Ao mesmo tempo, o presidente brasileiro sabe que o Brasil de 2023 não é o Brasil de 2003. O cenário internacional é desfavorável devido à pandemia, à inflação dos países desenvolvidos e à guerra na Ucrânia. O Brasil tem um dos congressos mais conservadores de sua história. O bolsonarismo saiu da última eleição muito forte: elegeu o maior número de políticos para cargos públicos. O Brasil tornou-se uma sociedade mais polarizada, e o governo precisa dialogar com novos grupos relevantes: militares, evangélicos, etc. Não há boom de commodities nem a estabilidade macroeconômica do Plano Real, como havia 20 anos atrás. No fim das contas, a situação fiscal do país é muito delicada: atrair investimentos será um desafio, assim como controlar os gastos do governo.

A campanha de Lula tem enfatizado a importância de se reiniciar uma política externa ativa desde o primeiro documento divulgado antes da eleição. Nas últimas gestões do PT (Partido dos Trabalhadores), o chanceler Celso Amorim foi um dos mais influentes assessores do presidente. Juntos, eles têm enfatizado o fortalecimento da soberania brasileira e a defesa da ideia de que o Brasil é um país que busca ser respeitado internacionalmente. Amorim não é mais ministro das Relações Exteriores, mas ganhou um cargo ao lado do de Lula, em Brasília, onde é assessor especial do presidente.

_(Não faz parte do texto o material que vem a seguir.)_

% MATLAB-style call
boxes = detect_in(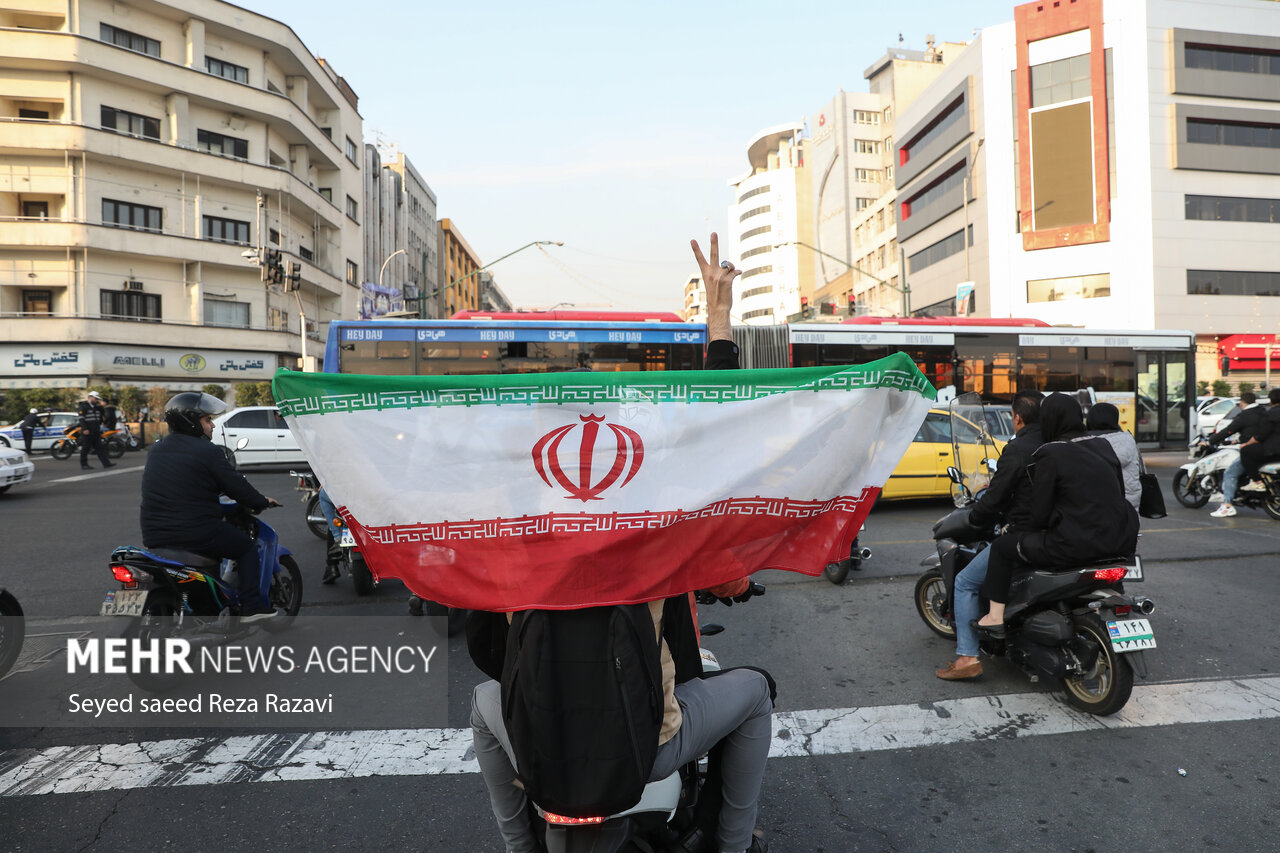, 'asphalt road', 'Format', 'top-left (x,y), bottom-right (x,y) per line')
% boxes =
(0, 453), (1280, 853)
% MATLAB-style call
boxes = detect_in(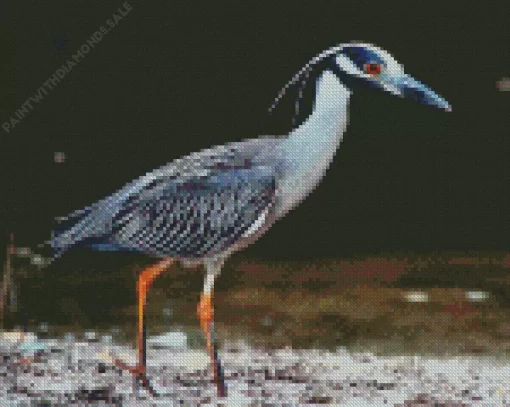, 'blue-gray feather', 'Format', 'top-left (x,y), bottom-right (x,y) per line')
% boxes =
(50, 137), (283, 258)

Lula acredita no diálogo com todos os países e defende que em seu governo o Brasil não se submeterá a terceiros, destacando a retomada da cooperação Sul-Sul com a América Latina e a África. Mercosul, Unasul, Celac e Brics serão centrais em sua política externa.

Desde sua vitória, Lula fala em restaurar a credibilidade internacional do país com o Brasil sentado nas mais importantes mesas de negociações internacionais. Ele enfatizou especialmente as dimensões regional e multilateral de sua política externa e a importância das questões ambientais.

Com isso, esperamos que as relações EUA-Brasil sejam amistosas, como nos governos anteriores de Lula, pautadas por um pragmatismo econômico que interessa a ambos os países. Há, com certeza, muito espaço para diálogo com Biden, que Lula conhece muito bem.

Apesar disso, não significa que os dois países viverão um intercâmbio tranquilo, pois, em última instância, posições divergentes podem surgir, principalmente quando o Brasil busca maior autonomia no campo internacional ou quando o tema envolve alianças estratégicas.

  1. A que devemos prestar atenção a esse respeito? Na lista de questões sensíveis com potenciais tensões estão:

  2. Negociações que envolvam parceiros do Brics, como China e Rússia;

  3. A admissão na OCDE e o protecionismo;

  4. Relações com a Venezuela e arranjos regionais na América do Sul 

O caminho está aberto para um diálogo construtivo, mas apostar no consenso óbvio é uma ilusão.